La Stirpe del Male, la recensione
Se L’ultimo esorcismo e L’altra faccia del Diavolo avevano esplorato con la tecnica del mockumentary il filone sulle possessioni demoniache, dovevamo senz’altro aspettarci che il found footage esplorasse anche il mini-filone che più è affine a quello esorcistico, ovvero quello delle gravidanze demoniache. E puntualmente arriva La stirpe del male (Devil’s Due), titolo sul quale la Fox puntava decisamente molto e che invece ha rappresentato un sonoro flop al botteghino statunitense, raccogliendo, tra l’altro, una serie di critiche negative da far invidia a Uwe Boll.
Zach e Samantha si sposano e vanno in viaggio di nozze a Santo Domingo. Tra escursioni e vita mondana, i due si lasciano portare da un taxista in un night club, dove accade qualche cosa di insolito. I due si risvegliano la mattina dopo nella loro camera d’albergo con un gran mal di testa e un lieve vuoto di memoria, ripartendo per gli Stati Uniti come se nulla fosse. Tornati a casa, Sam scopre di essere incinta anche se ha preso regolarmente la pillola. La gravidanza inizia nel migliore dei modi, ma pian piano nella donna qualche cosa comincia a cambiare, sviluppando una serie di inquietanti poteri psichici e una forza fuori dal comune. Inoltre qualcuno sta controllando insistentemente la casa degli sposini.
Malgrado La stirpe del male abbia dei limiti piuttosto evidenti, forse il destino gli ha voltato eccessivamente le spalle perché se preso esclusivamente come esponente semantico del mockumentary, qualche cosa da dire ce l’ha. Ma cominciamo da cosa non funziona in questo film.
Innanzitutto La stirpe del male arriva tardi, nel suo essere un found footage “classico” appare dannatamente datato, palesandoci quanto stia apparendo ormai limitato (e limitante) questo linguaggio per il cinema horror. Malgrado ci sia una continua ricerca di punti di vista differenti che siano la handycam dei protagonisti, le videocamere di sorveglianza di parcheggi e negozi, riprese di un circuito chiuso casalingo e smartphone in mano a terzi, un po’ come accadeva nel geniale superoistico Chronicle, La stirpe del male trasmette un senso di staticità narrativa e visiva che lo accomuna in maniera piuttosto evidente ai primi Paranormal Activity. E probabilmente la saga prodotta da Oren Peli e Jason Blum è il vero fulcro ispiratore di tutto, dal momento che l’utilizzo di una setta demoniaca e la sopraggiunta di poteri sovrumani nella protagonista, accomunano in maniera piuttosto palese questo film alla citata saga con il demone casalingo. Non troviamo, dunque, reali novità in questo lavoro e se appare altrettanto evidente la voglia di esplorare nuovi orizzonti tematici che ricolleghino a film di culto del passato come Rosemary’s Baby e The Belivers – I credenti del male (con un pizzico del carpenteriano Il signore del Male), si nota per lo più una stanca reiterazione di cose già viste e già dette gli ultimi 5-6 anni.

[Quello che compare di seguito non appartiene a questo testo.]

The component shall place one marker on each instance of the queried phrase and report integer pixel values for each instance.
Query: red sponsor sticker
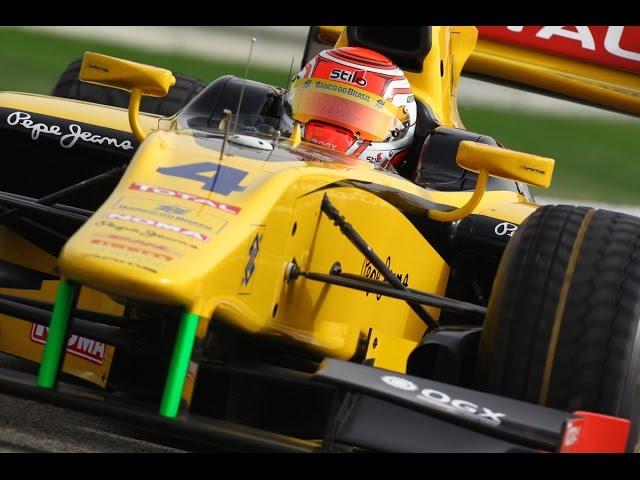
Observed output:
(167, 192)
(608, 46)
(160, 224)
(82, 347)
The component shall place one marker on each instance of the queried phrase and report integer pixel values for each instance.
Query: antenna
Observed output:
(244, 82)
(289, 83)
(227, 124)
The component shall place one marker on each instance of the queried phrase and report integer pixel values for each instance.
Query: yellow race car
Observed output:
(210, 275)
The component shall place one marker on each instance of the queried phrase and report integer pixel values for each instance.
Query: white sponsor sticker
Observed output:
(167, 192)
(159, 224)
(82, 347)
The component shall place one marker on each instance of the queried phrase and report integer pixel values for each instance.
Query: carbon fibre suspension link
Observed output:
(354, 237)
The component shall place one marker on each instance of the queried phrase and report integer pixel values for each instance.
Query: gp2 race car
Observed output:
(199, 272)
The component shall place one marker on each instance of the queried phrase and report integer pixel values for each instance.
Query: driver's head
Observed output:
(355, 101)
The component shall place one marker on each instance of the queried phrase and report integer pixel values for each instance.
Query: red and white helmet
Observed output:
(355, 101)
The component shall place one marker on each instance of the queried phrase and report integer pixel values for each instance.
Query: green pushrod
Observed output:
(179, 366)
(66, 298)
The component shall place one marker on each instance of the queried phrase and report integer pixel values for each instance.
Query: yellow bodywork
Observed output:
(163, 238)
(87, 359)
(279, 205)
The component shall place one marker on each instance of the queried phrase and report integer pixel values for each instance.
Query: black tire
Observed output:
(70, 86)
(562, 324)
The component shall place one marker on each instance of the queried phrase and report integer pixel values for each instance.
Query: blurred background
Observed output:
(597, 152)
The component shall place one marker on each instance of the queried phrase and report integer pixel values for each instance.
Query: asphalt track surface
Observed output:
(33, 427)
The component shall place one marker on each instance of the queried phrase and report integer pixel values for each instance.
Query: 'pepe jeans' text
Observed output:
(67, 140)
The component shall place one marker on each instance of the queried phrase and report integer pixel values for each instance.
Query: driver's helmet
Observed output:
(356, 101)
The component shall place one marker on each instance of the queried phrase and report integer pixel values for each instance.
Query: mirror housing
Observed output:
(137, 78)
(505, 163)
(127, 75)
(500, 162)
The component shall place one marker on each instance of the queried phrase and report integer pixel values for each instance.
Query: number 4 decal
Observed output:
(223, 181)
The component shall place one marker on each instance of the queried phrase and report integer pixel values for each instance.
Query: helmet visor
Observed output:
(367, 115)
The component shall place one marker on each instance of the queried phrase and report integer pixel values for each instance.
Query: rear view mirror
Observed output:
(127, 75)
(504, 163)
(500, 162)
(137, 78)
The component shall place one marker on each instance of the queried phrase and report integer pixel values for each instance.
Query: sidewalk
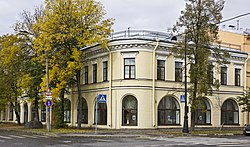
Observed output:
(123, 133)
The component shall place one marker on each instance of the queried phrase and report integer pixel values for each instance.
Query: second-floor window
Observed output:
(237, 77)
(94, 73)
(178, 71)
(160, 70)
(210, 73)
(105, 71)
(129, 68)
(223, 75)
(86, 74)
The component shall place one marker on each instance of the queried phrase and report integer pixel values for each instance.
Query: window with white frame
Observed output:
(223, 75)
(178, 71)
(237, 76)
(94, 73)
(129, 68)
(105, 71)
(160, 69)
(86, 74)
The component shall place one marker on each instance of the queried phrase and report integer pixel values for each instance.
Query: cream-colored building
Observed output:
(239, 40)
(143, 84)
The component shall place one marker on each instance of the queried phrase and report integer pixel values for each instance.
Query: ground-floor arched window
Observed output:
(129, 111)
(168, 111)
(229, 113)
(25, 108)
(33, 112)
(43, 113)
(101, 114)
(67, 110)
(203, 113)
(84, 111)
(11, 113)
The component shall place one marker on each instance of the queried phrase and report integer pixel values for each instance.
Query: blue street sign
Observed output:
(102, 98)
(48, 103)
(182, 98)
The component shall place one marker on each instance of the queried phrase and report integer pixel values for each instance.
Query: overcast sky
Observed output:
(156, 15)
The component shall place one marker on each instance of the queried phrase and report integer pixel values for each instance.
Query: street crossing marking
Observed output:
(29, 136)
(5, 137)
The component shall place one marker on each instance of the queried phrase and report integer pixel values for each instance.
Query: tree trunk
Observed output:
(60, 111)
(16, 112)
(36, 105)
(79, 114)
(192, 126)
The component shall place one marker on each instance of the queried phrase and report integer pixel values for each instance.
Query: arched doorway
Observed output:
(229, 113)
(168, 111)
(43, 112)
(25, 108)
(84, 111)
(203, 113)
(129, 111)
(101, 114)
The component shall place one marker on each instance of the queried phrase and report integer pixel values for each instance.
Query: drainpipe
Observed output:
(110, 83)
(153, 80)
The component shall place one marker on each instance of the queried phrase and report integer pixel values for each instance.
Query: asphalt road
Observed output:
(22, 139)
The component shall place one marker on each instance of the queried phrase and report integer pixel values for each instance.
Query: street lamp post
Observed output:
(185, 125)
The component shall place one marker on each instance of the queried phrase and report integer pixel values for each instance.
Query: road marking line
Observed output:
(29, 136)
(5, 137)
(40, 136)
(16, 136)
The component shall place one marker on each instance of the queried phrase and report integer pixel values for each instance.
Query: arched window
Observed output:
(84, 111)
(168, 111)
(67, 110)
(229, 113)
(25, 113)
(101, 114)
(33, 111)
(203, 113)
(129, 111)
(11, 113)
(43, 113)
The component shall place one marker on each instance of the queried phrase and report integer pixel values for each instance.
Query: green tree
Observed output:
(33, 69)
(199, 21)
(67, 27)
(11, 64)
(244, 101)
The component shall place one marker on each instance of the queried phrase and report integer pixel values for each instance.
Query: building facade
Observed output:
(143, 84)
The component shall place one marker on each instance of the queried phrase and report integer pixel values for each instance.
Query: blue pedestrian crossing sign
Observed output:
(102, 98)
(182, 98)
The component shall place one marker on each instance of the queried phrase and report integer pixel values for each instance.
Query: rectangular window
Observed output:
(129, 68)
(105, 71)
(94, 73)
(223, 75)
(86, 75)
(210, 74)
(178, 71)
(160, 70)
(237, 77)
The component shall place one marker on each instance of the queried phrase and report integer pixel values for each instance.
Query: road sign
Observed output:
(48, 103)
(48, 94)
(182, 98)
(102, 98)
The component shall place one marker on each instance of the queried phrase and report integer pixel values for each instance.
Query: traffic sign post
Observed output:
(182, 98)
(48, 105)
(100, 98)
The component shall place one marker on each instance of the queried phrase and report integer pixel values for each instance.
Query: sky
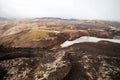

Alla regia ci sono Matt Bettinelli-Oplin e Tyler Gillett, che si erano già cimentati con il linguaggio mockumentary con l’ultimo episodio del primo V/H/S, uno dei più riusciti dell’antologia, e anche in questo caso si possano trovare diverse affinità con La stirpe del male che vanno oltre il linguaggio utilizzato, dalla setta satanica al concitato finale che mostra gli effetti demoniaci direttamente sull’infrastruttura casalinga.
Quello che invece funziona in La stirpe del male è una certa cura a livello di sceneggiatura, soprattutto nella scrittura dei dialoghi, che difficilmente si nota in questo tipo di film. C’è uno script elaborato, perfettamente costruito in tre atti, e i personaggi dicono e fanno cose credibili (beh, certo, la tendenza a riprendere tutto anche quando non ce ne sarebbe bisogno è presente anche qui…), riuscendo a farci affezionare a loro. In particolare si nota una certa bravura e coinvolgimento nella protagonista femminile, Allison Miller, già vista in The Last Vampire e TerraNova, che riesce a rendere con efficacia il progressivo cambiamento dato dalla gravidanza del suo personaggio.
Dispiego di effetti visivi superiore allo standard che giustificano, infatti, i 7 milioni di dollari di budget, anche se ne viene fatto un uso intelligente e mai invasivo.
Insomma, a conti fatti, La stirpe del male appare con un’occasione sprecata, la possibilità di dire qualche cosa di nuovo con la tecnica del mockumentary si traduce nell’effettiva ulteriore ripetizione dei soliti cliché e delle solite situazioni. Si lascia guardare e non è di certo tra i peggiori esponenti di questo settore, ma sinceramente non se ne sentiva affatto il bisogno.